Mr. Bush is only slightly less brazen. His own false claims about Iraq's W.M.D.'s ("We found the weapons of mass destruction," he said in May 2003) are, if anything, exceeded by his repeated boasts of capturing various bin Laden and Zarqawi deputies and beating back Al Qaeda. His speech this month announcing the foiling of 10 Qaeda plots is typical; as USA Today reported last week, at least 6 of the 10 on the president's list "involved preliminary ideas about potential attacks, not terrorist operations that were about to be carried out." In June, Mr. Bush stood beside his attorney general, Alberto Gonzales, and similarly claimed that "federal terrorism investigations have resulted in charges against more than 400 suspects" and that "more than half" of those had been convicted. A Washington Post investigation found that only 39 of those convictions had involved terrorism or national security (as opposed to, say, immigration violations).
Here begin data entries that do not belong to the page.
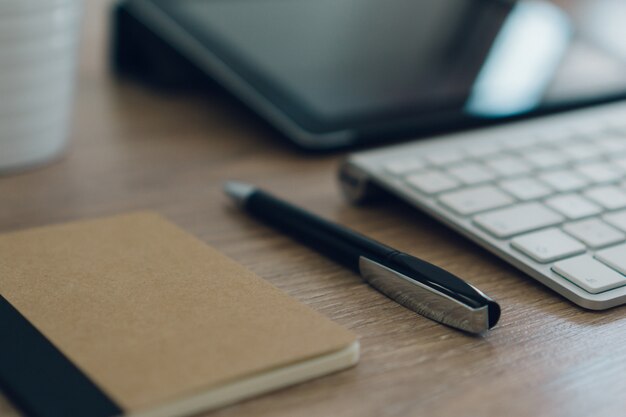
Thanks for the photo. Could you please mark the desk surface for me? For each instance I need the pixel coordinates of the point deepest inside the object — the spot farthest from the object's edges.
(133, 149)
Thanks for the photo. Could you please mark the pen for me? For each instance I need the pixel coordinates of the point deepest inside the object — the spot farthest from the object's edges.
(416, 284)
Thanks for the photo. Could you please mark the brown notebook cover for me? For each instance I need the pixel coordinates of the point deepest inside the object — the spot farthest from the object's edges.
(158, 323)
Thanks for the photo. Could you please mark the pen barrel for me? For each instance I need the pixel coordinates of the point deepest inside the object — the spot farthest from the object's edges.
(337, 242)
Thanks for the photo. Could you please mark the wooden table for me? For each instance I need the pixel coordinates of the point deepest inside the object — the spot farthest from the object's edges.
(134, 149)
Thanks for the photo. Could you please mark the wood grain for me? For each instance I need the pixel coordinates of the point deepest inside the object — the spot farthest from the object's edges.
(133, 148)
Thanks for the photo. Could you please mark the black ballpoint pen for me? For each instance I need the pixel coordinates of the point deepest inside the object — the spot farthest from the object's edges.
(416, 284)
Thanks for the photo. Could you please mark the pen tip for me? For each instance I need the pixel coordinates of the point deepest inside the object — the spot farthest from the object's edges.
(238, 191)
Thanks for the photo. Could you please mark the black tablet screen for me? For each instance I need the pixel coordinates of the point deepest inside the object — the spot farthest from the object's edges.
(336, 63)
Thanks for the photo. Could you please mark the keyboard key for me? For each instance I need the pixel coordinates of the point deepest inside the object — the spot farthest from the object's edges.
(573, 206)
(614, 257)
(476, 199)
(600, 172)
(525, 188)
(481, 150)
(589, 274)
(432, 182)
(507, 166)
(445, 158)
(563, 180)
(609, 197)
(612, 144)
(581, 151)
(521, 142)
(405, 166)
(471, 173)
(544, 158)
(548, 245)
(594, 233)
(620, 162)
(617, 219)
(518, 219)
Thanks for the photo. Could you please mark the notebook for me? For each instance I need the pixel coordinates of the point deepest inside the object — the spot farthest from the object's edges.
(130, 315)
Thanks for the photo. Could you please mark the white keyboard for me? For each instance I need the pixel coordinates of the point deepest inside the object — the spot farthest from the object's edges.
(547, 195)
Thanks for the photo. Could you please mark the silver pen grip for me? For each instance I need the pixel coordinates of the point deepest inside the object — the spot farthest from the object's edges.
(423, 299)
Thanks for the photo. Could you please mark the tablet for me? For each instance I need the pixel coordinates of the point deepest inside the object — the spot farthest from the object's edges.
(331, 73)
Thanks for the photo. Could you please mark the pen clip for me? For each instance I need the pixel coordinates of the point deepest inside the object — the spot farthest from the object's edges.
(428, 301)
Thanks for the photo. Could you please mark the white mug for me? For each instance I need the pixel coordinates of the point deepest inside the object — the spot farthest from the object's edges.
(38, 54)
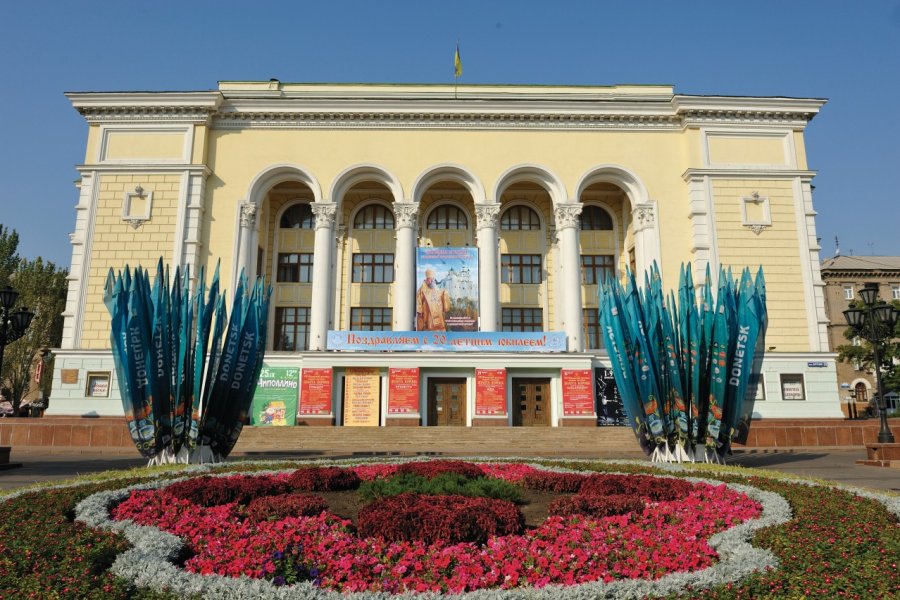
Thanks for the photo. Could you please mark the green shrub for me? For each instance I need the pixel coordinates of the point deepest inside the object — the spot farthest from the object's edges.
(443, 485)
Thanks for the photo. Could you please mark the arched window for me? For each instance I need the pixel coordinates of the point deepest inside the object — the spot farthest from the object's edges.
(594, 218)
(374, 216)
(519, 218)
(299, 216)
(447, 216)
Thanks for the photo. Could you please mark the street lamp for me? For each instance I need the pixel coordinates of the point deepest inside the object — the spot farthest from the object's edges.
(875, 323)
(12, 324)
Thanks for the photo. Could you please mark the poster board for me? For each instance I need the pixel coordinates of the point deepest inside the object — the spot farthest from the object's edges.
(403, 391)
(362, 397)
(490, 392)
(578, 393)
(315, 392)
(454, 276)
(276, 397)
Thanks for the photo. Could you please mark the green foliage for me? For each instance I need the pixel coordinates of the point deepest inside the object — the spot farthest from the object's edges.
(44, 554)
(442, 485)
(42, 289)
(864, 355)
(9, 256)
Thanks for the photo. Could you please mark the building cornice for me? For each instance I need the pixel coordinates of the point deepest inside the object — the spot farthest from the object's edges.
(273, 104)
(144, 168)
(185, 107)
(875, 273)
(731, 173)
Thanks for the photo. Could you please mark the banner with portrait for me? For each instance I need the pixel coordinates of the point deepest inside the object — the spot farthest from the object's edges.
(447, 289)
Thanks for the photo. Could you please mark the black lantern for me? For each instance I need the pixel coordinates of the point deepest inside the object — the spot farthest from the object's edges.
(875, 322)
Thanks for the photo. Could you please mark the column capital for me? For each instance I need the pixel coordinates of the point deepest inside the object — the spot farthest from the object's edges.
(644, 216)
(248, 215)
(325, 213)
(487, 215)
(406, 213)
(566, 215)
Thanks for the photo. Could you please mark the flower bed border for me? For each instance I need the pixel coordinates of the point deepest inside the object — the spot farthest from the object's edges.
(148, 563)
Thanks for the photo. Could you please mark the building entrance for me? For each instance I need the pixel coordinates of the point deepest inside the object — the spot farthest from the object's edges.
(531, 402)
(447, 402)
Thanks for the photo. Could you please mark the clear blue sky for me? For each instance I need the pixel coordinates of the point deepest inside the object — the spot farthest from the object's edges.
(847, 52)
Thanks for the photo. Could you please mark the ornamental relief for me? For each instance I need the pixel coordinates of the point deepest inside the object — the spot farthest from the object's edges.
(324, 213)
(248, 215)
(405, 214)
(644, 216)
(487, 215)
(567, 215)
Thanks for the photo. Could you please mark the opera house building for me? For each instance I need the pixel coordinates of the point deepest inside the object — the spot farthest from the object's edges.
(435, 251)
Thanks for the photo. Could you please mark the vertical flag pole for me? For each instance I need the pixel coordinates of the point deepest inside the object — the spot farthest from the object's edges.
(457, 69)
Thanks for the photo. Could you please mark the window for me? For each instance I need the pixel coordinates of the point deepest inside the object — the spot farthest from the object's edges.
(294, 268)
(595, 268)
(519, 218)
(291, 328)
(371, 319)
(593, 340)
(594, 218)
(373, 268)
(298, 216)
(447, 216)
(523, 319)
(520, 268)
(374, 216)
(792, 387)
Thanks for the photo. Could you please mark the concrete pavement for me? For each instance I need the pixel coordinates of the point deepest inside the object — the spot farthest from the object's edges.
(836, 464)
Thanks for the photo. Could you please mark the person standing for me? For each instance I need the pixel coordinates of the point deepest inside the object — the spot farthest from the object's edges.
(432, 303)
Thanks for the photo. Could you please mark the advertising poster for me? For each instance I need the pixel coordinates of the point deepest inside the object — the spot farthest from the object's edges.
(490, 392)
(403, 391)
(447, 289)
(610, 410)
(276, 396)
(578, 392)
(362, 397)
(315, 392)
(449, 341)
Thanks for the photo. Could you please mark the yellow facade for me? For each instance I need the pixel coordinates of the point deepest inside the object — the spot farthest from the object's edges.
(712, 181)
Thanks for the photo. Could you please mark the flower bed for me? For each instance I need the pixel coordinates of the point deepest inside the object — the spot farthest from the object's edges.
(837, 544)
(456, 544)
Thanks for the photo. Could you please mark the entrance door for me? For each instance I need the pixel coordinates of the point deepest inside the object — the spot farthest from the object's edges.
(447, 402)
(531, 402)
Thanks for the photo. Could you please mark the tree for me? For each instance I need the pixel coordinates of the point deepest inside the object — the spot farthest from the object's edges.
(862, 354)
(9, 257)
(42, 288)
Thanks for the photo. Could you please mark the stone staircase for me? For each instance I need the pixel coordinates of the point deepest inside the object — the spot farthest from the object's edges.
(506, 441)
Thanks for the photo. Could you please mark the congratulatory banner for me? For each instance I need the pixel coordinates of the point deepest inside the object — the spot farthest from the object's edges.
(449, 341)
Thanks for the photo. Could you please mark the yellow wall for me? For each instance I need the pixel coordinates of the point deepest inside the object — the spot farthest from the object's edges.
(125, 145)
(658, 159)
(116, 243)
(776, 249)
(747, 150)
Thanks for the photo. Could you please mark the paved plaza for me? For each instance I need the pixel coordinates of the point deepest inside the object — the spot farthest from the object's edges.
(824, 463)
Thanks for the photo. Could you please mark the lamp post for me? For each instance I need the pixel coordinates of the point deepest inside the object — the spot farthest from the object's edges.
(875, 322)
(12, 324)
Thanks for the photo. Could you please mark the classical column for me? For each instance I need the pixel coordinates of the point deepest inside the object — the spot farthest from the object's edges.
(321, 288)
(569, 292)
(646, 238)
(488, 287)
(246, 259)
(405, 265)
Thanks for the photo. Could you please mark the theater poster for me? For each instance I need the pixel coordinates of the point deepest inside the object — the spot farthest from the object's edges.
(362, 397)
(447, 289)
(275, 399)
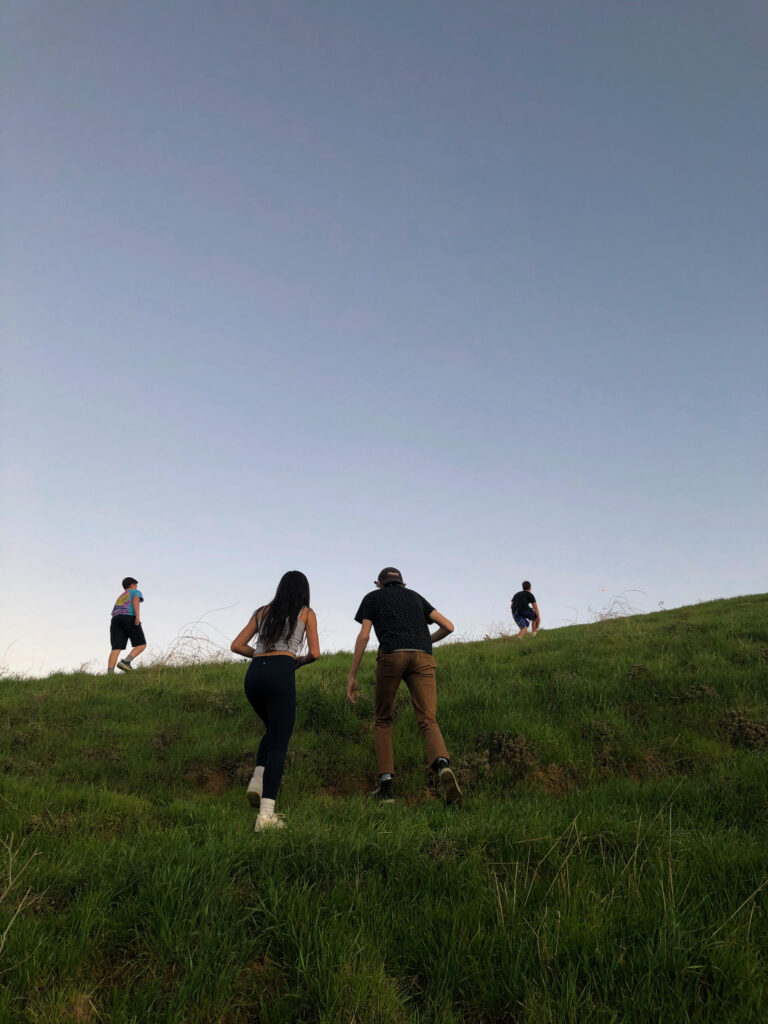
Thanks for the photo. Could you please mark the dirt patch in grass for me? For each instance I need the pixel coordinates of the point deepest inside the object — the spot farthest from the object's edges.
(554, 779)
(101, 755)
(350, 786)
(161, 740)
(741, 731)
(700, 693)
(511, 755)
(216, 779)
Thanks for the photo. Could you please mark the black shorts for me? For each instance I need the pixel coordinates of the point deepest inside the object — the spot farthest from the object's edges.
(123, 629)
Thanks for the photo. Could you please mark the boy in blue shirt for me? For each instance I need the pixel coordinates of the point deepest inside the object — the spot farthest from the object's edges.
(125, 626)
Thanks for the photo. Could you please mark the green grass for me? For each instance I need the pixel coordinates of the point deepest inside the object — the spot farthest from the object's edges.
(609, 862)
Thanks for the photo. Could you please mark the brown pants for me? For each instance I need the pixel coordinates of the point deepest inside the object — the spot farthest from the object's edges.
(417, 668)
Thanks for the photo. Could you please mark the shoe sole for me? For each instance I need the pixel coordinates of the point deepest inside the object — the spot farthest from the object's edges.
(451, 787)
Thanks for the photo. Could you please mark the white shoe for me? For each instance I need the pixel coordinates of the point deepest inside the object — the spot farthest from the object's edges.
(269, 821)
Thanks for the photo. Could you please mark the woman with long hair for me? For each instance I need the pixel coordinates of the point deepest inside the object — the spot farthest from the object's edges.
(270, 682)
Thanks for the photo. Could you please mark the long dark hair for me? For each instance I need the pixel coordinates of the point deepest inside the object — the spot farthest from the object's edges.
(292, 595)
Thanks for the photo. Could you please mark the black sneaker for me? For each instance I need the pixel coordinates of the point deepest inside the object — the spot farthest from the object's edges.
(450, 786)
(382, 796)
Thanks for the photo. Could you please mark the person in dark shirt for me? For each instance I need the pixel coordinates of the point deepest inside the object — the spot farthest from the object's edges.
(525, 610)
(400, 619)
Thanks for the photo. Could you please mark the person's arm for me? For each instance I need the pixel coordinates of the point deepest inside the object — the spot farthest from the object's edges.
(445, 626)
(312, 641)
(359, 649)
(240, 644)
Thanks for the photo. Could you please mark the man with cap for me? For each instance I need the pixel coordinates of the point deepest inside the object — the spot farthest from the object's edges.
(400, 619)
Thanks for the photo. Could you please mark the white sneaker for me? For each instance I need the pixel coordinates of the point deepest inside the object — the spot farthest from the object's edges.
(269, 821)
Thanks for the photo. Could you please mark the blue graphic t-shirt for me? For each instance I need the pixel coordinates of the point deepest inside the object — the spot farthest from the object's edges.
(124, 604)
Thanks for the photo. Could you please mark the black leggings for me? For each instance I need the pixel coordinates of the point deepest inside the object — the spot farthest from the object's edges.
(270, 687)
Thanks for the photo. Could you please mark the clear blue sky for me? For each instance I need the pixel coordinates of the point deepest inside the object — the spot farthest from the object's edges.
(472, 289)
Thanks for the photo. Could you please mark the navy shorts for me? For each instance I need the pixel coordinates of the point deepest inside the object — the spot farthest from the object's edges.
(123, 629)
(524, 617)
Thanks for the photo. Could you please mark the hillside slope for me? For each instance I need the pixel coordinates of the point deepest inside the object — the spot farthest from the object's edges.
(609, 862)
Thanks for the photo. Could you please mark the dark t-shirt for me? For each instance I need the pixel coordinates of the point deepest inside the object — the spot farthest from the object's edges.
(400, 619)
(522, 599)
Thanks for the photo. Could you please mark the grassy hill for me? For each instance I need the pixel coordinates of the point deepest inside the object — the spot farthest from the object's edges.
(609, 862)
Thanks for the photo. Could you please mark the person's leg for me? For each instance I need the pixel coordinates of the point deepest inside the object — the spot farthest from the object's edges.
(388, 675)
(259, 704)
(281, 718)
(419, 676)
(135, 651)
(138, 644)
(421, 682)
(118, 640)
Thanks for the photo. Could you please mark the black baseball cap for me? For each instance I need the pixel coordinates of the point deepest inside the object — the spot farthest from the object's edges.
(390, 574)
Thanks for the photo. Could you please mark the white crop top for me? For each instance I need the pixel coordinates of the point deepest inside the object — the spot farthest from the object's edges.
(291, 644)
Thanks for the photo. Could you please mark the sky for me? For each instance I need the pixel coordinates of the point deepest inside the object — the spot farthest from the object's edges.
(476, 290)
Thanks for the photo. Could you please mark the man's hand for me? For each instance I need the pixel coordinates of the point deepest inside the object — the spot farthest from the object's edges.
(352, 689)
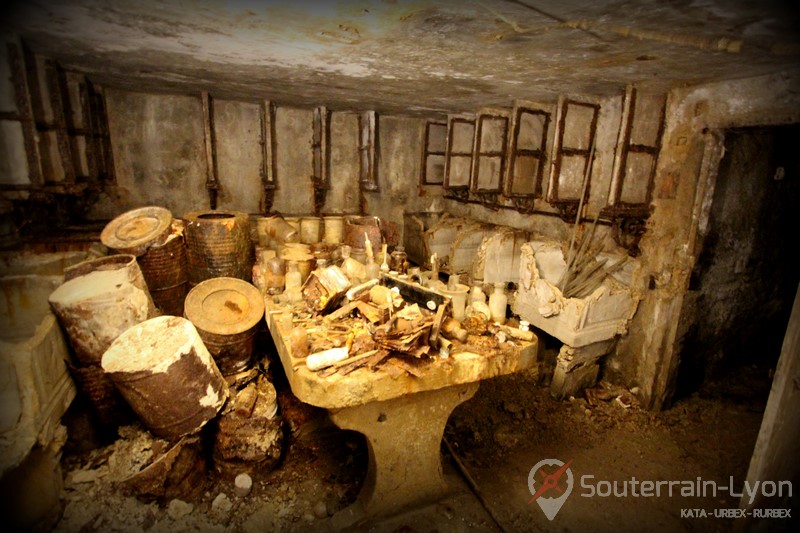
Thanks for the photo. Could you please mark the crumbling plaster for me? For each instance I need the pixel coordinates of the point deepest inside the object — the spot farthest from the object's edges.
(412, 56)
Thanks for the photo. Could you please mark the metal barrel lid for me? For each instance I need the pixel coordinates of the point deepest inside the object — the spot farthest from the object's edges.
(224, 306)
(133, 232)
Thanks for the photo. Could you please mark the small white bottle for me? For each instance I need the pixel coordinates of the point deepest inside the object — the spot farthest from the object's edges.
(498, 301)
(294, 282)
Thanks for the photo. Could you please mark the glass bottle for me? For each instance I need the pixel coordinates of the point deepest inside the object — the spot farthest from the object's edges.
(399, 260)
(352, 268)
(294, 282)
(275, 275)
(373, 270)
(477, 295)
(498, 301)
(385, 265)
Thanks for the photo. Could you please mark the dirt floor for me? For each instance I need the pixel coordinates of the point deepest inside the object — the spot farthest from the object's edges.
(498, 436)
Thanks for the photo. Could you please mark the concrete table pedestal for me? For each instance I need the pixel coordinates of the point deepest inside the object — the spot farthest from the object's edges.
(404, 436)
(403, 417)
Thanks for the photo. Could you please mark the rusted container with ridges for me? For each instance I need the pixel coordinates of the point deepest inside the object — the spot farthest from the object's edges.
(218, 244)
(167, 375)
(100, 299)
(135, 231)
(165, 271)
(226, 313)
(106, 401)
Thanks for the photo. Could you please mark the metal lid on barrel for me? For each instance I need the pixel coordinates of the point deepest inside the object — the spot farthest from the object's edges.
(225, 312)
(135, 231)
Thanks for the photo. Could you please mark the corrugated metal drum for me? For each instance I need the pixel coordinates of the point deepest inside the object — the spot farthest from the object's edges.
(226, 313)
(100, 299)
(167, 376)
(165, 270)
(135, 231)
(218, 245)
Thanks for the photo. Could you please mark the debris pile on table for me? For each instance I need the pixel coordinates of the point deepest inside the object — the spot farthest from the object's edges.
(391, 322)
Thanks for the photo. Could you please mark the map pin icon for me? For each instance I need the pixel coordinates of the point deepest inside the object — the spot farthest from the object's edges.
(549, 505)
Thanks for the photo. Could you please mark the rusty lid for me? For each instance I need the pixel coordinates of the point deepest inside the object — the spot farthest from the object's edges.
(224, 306)
(135, 231)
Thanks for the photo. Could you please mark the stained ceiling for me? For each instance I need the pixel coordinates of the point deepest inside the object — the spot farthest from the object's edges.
(409, 56)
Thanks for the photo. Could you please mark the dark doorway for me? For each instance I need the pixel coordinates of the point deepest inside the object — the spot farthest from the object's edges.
(746, 276)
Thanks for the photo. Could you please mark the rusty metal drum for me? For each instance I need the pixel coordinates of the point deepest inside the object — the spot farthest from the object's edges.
(165, 270)
(358, 229)
(166, 374)
(135, 231)
(99, 300)
(226, 313)
(218, 244)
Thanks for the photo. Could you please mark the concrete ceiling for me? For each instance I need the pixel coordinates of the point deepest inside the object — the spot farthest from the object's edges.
(410, 56)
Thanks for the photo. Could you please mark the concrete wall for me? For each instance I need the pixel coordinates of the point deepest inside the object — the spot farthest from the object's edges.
(239, 154)
(159, 154)
(294, 129)
(684, 189)
(343, 196)
(430, 198)
(743, 284)
(400, 142)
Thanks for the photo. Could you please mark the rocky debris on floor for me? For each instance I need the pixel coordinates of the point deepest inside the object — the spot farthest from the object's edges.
(318, 477)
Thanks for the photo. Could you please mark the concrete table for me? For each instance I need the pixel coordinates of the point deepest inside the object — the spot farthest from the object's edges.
(403, 418)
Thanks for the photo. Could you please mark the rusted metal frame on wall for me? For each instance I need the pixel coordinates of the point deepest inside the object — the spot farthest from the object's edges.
(22, 98)
(568, 207)
(368, 149)
(269, 175)
(321, 148)
(630, 114)
(212, 184)
(90, 132)
(63, 118)
(524, 200)
(53, 74)
(458, 189)
(489, 124)
(100, 124)
(428, 152)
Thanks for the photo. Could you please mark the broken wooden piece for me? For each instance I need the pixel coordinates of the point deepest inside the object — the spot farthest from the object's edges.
(324, 288)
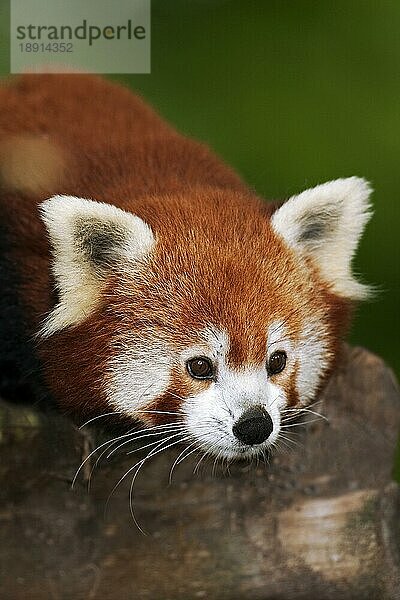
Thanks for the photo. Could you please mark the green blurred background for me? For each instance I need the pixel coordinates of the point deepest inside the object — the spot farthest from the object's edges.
(291, 93)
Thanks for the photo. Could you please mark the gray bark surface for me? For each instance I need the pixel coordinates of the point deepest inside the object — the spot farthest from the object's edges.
(321, 521)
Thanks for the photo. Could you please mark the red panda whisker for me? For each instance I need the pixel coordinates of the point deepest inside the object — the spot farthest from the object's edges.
(93, 452)
(284, 426)
(312, 412)
(140, 465)
(172, 430)
(156, 412)
(114, 412)
(108, 443)
(181, 457)
(147, 432)
(202, 457)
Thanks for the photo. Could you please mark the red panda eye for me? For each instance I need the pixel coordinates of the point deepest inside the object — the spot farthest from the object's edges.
(276, 362)
(200, 367)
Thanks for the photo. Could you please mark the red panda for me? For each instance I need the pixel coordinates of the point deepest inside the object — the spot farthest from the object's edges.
(141, 277)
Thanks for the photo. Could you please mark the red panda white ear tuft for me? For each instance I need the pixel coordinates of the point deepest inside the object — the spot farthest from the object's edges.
(89, 239)
(326, 223)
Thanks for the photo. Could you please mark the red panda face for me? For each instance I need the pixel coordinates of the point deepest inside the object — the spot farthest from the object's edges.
(218, 320)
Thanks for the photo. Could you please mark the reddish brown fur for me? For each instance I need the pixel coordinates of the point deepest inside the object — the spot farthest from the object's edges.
(117, 150)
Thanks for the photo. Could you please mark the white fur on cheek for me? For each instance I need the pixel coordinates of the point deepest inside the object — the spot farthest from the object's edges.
(138, 375)
(312, 355)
That sum could yet be exceeded by the combined number of convictions in the Jack Abramoff-Tom DeLay scandals.
The hyping of post-9/11 threats indeed reflects the same DNA as the hyping of Saddam's uranium: in both cases, national security scares are trumpeted to advance the White House's political goals. Keith Olbermann of MSNBC recently compiled 13 "coincidences" in which "a political downturn for the administration," from revelations of ignored pre-9/11 terror warnings to fresh news of detainee abuses, is "followed by a 'terror event' - a change in alert status, an arrest, a warning." To switch the national subject from the fallout of the televised testimony of the F.B.I. whistle-blower Coleen Rowley in 2002, John Ashcroft went so far as to broadcast a frantic announcement, via satellite from Russia, that the government had "disrupted an unfolding terrorist plot" to explode a dirty bomb. What he was actually referring to was the arrest of a single suspect, Jose Padilla, for allegedly exploring such a plan - an arrest that had taken place a month earlier.
For now, it's conventional wisdom in Washington that the Bush White House's infractions are nowhere near those of the Nixon administration, as David Gergen put it on MSNBC on Friday morning. But Watergate's dirty tricks were mainly prompted by the ruthless desire to crush the political competition at any cost. That's a powerful element in the Bush scandals, too, but this administration has upped the ante by playing dirty tricks with war. Back on July 6, 2003, when the American casualty toll in Iraq stood at 169 and Mr. Wilson had just published his fateful Op-Ed, Robert Novak, yet to write his column outing Mr. Wilson's wife, declared that "weapons of mass destruction or uranium from Niger" were "little elitist issues that don't bother most of the people." That's what Nixon administration defenders first said about the "third-rate burglary" at Watergate, too.